Half-metallic ferromagnets exhibit the property of 100% spin polarization of the electrons at the Fermi level.  One of the main applications for these materials is tunneling magnetoresistance devices, which can be used for non-volatile magnetic random access memory.  Tunneling magnetoresistance devices based on half-metallic ferromagnetic materials should provide a much larger magnetoresistive response than with conventional ferromagnetic materials.  Several classes of materials are predicted to have this half-metallic ferromagnetic property, including the Heusler alloys, magnitites, Fe₃O₄, and CrO₂.  However, there is very little direct experimental evidence that the surface region of any of these materials is half-metallic.

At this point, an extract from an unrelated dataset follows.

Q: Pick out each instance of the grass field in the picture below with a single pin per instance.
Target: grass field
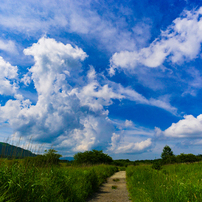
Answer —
(19, 182)
(174, 183)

Of all of the half-metallic ferromagnetic materials, CrO₂ is the only simple oxide, which should minimize problems with surface stoichiometry and reconstruction that can occur complicated materials such as the Heusler alloys and magnetites.  However, attempts to make devices based on CrO₂ have yielded very low efficiencies.  Photoemission studies of CrO₂ have found a very high spin polarization of electrons below the Fermi level but with no intensity at the Fermi level.  This non-metallic behavior has previously been attributed to the formation of Cr₂O₃ at the surface.  With the recent development of techniques to grow of epitaxial CrO₂ films, surface stoichiometry problems can be excluded as the cause of this non-metallic behavior.  An overview of recent photoemission results for epitaxial CrO₂(100) and CrO₂(110) films, which provide evidence that neither surface is half metallic, will be presented.